In generative linguistics, specifically within syntax, c-command (short for "constituent-command") is a crucial structural relationship between nodes in a syntax tree. It is a necessary condition for many syntactic phenomena, including binding and quantifier scope.

A node A c-commands a node B if and only if:

  1. A does not dominate B, and B does not dominate A.
  2. The first branching node dominating A also dominates B.

In simpler terms, a node c-commands another node if it sits in the same "family tree" branch as it, without being above it, and the lowest node that contains the first node also contains the second. "First branching node" refers to the lowest node that has at least two daughters (nodes directly below it).

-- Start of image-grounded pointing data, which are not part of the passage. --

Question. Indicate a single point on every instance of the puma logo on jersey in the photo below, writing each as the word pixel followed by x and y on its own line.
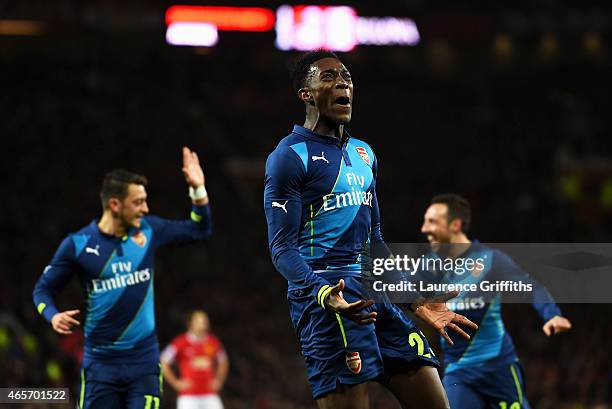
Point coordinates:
pixel 282 206
pixel 322 157
pixel 95 251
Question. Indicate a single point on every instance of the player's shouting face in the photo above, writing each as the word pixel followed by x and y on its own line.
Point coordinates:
pixel 130 210
pixel 330 90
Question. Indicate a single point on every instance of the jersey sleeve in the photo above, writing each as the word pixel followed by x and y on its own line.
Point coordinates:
pixel 285 173
pixel 179 232
pixel 541 300
pixel 55 277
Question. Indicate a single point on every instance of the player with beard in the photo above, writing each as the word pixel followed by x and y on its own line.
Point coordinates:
pixel 484 371
pixel 321 208
pixel 113 259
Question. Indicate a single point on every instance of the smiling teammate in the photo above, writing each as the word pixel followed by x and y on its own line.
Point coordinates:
pixel 483 372
pixel 113 259
pixel 321 207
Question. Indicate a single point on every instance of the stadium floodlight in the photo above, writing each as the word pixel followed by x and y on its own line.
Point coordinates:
pixel 192 34
pixel 339 28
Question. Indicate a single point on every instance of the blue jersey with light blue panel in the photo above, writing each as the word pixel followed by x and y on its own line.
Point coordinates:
pixel 116 274
pixel 491 343
pixel 321 207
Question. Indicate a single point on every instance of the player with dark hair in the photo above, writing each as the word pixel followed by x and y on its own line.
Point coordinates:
pixel 321 207
pixel 113 259
pixel 202 363
pixel 483 372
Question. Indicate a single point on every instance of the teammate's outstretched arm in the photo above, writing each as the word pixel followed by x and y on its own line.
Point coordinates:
pixel 54 278
pixel 194 176
pixel 199 227
pixel 540 298
pixel 432 311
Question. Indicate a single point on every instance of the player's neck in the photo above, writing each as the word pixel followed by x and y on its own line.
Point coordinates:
pixel 460 244
pixel 315 124
pixel 111 225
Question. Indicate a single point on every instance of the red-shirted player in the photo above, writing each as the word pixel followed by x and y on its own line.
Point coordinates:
pixel 202 363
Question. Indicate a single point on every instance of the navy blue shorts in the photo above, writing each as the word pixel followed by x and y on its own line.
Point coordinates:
pixel 121 386
pixel 487 387
pixel 339 351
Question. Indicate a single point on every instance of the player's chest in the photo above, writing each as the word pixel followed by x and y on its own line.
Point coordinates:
pixel 103 257
pixel 334 169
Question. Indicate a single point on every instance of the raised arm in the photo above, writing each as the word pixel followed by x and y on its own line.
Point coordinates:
pixel 199 226
pixel 54 278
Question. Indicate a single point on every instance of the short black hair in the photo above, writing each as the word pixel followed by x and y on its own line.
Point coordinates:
pixel 116 184
pixel 300 71
pixel 458 208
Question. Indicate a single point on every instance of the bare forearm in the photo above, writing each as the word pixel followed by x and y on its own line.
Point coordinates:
pixel 223 371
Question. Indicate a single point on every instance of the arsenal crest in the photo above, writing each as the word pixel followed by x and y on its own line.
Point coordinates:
pixel 364 155
pixel 140 239
pixel 353 361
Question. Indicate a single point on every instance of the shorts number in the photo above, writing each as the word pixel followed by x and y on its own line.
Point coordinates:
pixel 415 339
pixel 151 399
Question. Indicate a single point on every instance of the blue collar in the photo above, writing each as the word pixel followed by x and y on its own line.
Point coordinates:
pixel 307 133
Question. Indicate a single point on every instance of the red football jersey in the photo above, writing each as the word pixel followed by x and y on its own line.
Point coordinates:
pixel 197 360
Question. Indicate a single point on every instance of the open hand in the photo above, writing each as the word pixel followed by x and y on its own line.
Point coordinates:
pixel 353 311
pixel 194 176
pixel 435 313
pixel 556 325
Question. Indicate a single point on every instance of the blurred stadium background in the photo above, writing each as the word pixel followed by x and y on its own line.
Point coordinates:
pixel 506 104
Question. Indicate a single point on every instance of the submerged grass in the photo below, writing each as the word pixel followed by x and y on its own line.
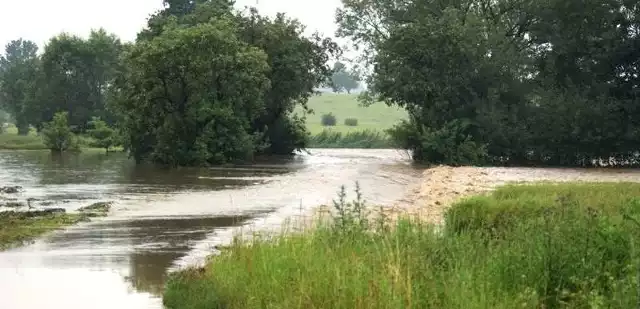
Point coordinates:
pixel 11 140
pixel 530 246
pixel 17 228
pixel 356 139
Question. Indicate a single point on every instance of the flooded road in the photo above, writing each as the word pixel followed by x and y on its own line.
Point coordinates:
pixel 164 219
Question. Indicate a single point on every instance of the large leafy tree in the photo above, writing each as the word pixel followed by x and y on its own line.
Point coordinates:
pixel 18 72
pixel 298 65
pixel 295 65
pixel 509 81
pixel 189 95
pixel 76 74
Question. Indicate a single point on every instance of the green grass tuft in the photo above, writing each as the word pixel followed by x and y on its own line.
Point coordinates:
pixel 355 139
pixel 16 228
pixel 558 246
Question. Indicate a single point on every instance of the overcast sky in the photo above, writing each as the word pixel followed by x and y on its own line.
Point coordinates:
pixel 38 20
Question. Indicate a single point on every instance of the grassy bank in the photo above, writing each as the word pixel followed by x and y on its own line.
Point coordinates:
pixel 532 246
pixel 17 228
pixel 11 140
pixel 355 139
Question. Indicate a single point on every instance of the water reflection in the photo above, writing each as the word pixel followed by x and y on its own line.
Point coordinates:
pixel 162 218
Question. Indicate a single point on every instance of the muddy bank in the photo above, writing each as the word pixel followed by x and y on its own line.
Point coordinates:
pixel 443 185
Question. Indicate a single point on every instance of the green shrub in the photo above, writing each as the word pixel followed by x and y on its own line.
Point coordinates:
pixel 328 120
pixel 57 135
pixel 351 122
pixel 451 144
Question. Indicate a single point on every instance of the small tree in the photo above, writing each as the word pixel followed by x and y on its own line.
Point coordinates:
pixel 57 135
pixel 352 122
pixel 105 137
pixel 328 120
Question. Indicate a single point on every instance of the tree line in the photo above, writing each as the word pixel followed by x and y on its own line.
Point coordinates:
pixel 505 81
pixel 203 83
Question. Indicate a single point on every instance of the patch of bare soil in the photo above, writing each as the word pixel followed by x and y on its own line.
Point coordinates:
pixel 441 186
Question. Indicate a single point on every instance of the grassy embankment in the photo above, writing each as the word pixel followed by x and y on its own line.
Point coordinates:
pixel 10 140
pixel 17 228
pixel 527 246
pixel 369 133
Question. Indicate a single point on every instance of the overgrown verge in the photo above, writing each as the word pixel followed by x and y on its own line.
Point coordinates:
pixel 360 139
pixel 538 246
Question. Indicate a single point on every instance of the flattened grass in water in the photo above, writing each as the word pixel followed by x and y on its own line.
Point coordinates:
pixel 366 139
pixel 531 246
pixel 17 228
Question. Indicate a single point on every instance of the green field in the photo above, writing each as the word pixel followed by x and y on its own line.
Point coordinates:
pixel 377 117
pixel 549 246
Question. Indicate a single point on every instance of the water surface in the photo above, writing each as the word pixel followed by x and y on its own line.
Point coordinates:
pixel 163 219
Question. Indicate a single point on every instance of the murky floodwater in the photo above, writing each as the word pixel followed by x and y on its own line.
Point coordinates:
pixel 164 219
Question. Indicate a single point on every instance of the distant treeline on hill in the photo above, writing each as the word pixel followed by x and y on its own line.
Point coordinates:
pixel 506 82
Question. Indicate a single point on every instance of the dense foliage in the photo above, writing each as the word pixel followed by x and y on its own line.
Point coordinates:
pixel 57 135
pixel 507 81
pixel 342 79
pixel 206 84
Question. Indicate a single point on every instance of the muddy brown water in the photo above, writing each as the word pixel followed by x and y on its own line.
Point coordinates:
pixel 163 220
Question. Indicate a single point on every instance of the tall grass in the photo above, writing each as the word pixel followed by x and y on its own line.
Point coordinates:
pixel 541 246
pixel 356 139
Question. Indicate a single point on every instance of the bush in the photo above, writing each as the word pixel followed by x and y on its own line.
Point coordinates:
pixel 575 259
pixel 450 145
pixel 57 135
pixel 328 120
pixel 351 122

The concept of c-command is important because it restricts the possible relationships between constituents that are allowed to interact syntactically. For instance, a pronoun cannot be bound by a noun phrase that it c-commands. This restriction is one of the central tenets of binding theory. Similarly, the scope of a quantifier phrase is often limited by the domain it c-commands.

It is important to note that c-command is a hierarchical relation, determined solely by the structure of the syntactic tree. Linear order (the order in which words appear in the sentence) is not directly relevant to c-command.

Different theoretical frameworks within generative linguistics may have slightly different definitions or applications of c-command, but the core idea remains the same: to capture a specific type of structural relationship that is necessary for certain syntactic processes to occur.